Yes. We love dangling modifiers.

Dangling Modifiers Made Fun

I decided to throw the word fun in the title because the instant I put a grammar term up there I decreased the odds that people would actually read this by approximately 89.7% (which is a very statistical statistic). Some of you may have clicked this just because such a juxtaposition of the word fun with grammar concepts seems like an oxymoron. I’ll be the first to say that I find grammar somewhat interesting. I’ll also be the first to say that I’m incredibly biased on the matter because my chosen field of study is the English language.

But dangling modifiers are fun. Basically the idea behind them is that based on the placement of a descriptive phrase, you might not be able to tell which object the phrase is talking about. For example: She handed the rattle to the baby that was made of plastic. Is the rattle made of plastic? Or is the baby?

Or: Having been mutilated by the printer, the clerk threw the mangled cards away. Did the printer mutilate the cards or did it mutilate the clerk?

You get the idea. I’m not going to go into great detail on what exactly they are or how to fix them lest I become boring. If you’re DYING to read all about it I suggest this link. What I will do is illustrate some sentences with dangling modifiers for you. Prepare to be blown away by my mad art skills. That’s right. I have the Crayola 120 pack, and I’m not afraid to use it!

"The police arrested a six-foot-tall man with a mustache weighing 300 pounds." That is one heavy mustache!
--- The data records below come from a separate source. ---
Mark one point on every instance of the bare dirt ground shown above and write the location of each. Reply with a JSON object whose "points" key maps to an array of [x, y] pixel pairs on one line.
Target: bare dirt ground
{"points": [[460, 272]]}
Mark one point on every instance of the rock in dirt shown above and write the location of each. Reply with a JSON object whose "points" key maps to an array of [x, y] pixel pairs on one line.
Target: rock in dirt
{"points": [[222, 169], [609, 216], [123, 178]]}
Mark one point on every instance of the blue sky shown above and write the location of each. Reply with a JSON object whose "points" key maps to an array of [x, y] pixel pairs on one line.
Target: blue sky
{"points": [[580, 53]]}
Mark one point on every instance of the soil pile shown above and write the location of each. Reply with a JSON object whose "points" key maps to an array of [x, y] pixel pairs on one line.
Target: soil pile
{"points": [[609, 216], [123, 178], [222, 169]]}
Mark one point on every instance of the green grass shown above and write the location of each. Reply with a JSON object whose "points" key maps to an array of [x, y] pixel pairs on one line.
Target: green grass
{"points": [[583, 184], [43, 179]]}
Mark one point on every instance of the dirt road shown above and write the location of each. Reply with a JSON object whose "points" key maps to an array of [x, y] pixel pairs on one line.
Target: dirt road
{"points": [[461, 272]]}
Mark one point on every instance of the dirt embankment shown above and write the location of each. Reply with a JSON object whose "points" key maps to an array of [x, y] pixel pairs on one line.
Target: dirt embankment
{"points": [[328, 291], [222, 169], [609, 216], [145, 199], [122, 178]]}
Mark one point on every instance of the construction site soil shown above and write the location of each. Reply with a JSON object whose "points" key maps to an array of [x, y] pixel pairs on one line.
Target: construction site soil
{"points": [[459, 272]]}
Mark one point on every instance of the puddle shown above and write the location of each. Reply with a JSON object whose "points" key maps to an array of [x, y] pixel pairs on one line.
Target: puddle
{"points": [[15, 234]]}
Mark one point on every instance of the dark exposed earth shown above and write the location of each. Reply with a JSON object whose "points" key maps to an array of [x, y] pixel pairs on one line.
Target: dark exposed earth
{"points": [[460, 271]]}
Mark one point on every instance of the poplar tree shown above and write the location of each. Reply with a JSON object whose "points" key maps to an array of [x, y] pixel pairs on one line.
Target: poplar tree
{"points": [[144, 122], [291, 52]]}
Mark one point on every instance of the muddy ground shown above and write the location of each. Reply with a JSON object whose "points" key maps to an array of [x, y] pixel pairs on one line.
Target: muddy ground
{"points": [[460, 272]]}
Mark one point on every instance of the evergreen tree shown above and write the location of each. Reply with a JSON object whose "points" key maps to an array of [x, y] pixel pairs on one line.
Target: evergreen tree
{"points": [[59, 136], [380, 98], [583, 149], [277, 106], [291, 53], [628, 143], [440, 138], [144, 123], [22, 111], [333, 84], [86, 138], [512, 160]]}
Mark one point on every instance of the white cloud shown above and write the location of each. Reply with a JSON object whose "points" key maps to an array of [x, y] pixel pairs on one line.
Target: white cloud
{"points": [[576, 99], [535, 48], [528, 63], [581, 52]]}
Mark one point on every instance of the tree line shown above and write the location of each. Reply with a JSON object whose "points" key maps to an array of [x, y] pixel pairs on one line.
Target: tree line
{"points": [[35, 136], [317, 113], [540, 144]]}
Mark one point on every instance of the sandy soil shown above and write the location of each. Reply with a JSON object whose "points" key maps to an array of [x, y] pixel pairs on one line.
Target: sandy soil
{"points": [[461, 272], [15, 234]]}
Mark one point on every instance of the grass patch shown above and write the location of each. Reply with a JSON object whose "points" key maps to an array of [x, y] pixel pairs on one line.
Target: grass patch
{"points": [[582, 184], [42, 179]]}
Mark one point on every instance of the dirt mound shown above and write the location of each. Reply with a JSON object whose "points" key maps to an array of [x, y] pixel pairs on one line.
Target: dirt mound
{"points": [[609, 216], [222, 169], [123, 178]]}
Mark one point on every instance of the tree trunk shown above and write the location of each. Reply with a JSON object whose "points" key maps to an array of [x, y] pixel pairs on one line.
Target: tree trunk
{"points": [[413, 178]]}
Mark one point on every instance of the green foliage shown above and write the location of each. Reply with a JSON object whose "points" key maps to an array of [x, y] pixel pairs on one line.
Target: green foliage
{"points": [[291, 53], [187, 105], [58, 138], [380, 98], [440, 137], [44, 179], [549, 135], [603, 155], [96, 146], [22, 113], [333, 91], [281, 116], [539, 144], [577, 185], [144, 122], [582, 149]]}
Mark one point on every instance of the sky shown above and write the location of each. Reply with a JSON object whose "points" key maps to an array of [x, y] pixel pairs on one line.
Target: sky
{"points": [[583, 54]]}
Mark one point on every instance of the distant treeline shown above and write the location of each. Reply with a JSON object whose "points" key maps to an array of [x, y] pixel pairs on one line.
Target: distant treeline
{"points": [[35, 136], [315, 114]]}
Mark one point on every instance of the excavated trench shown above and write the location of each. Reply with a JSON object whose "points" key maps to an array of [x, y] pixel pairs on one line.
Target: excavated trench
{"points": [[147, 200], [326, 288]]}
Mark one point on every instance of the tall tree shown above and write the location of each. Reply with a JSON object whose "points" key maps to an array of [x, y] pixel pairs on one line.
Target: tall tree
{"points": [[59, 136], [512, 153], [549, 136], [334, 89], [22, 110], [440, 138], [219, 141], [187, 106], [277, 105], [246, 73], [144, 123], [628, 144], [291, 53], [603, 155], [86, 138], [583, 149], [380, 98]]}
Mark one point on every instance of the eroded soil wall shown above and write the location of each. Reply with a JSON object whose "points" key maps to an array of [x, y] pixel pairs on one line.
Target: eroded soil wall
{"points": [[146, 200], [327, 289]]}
Probably made it hard to flee the crime scene.

You can see herds of elephants flying over Africa.

"An old cigarette advertisement showed a man on a horse smoking a cigarette." Poor horse is going to end up with lung cancer.

"Having rotted in the damp cellar, my brother was unable to sell any of the potatoes." Rotting in a cellar is a bad way to go. And it does seriously impede your potato selling ability.

"My sister left with her date wearing a pink dress and matching heels." I... do not even have a snarky comment for this one.

"She wore a colorful scarf over her shoulders, which she bought in Mexico." For those of you who can't understand the speech bubble either because it's too small or you can't read Spanish, the guy is saying, "Do you want to buy shoulders? They come with a free scarf!"

See, I told you it would be fun! You probably didn’t believe me. Anyway that’s pretty much all I have for this post. So from now on be careful not to dangle your modifiers!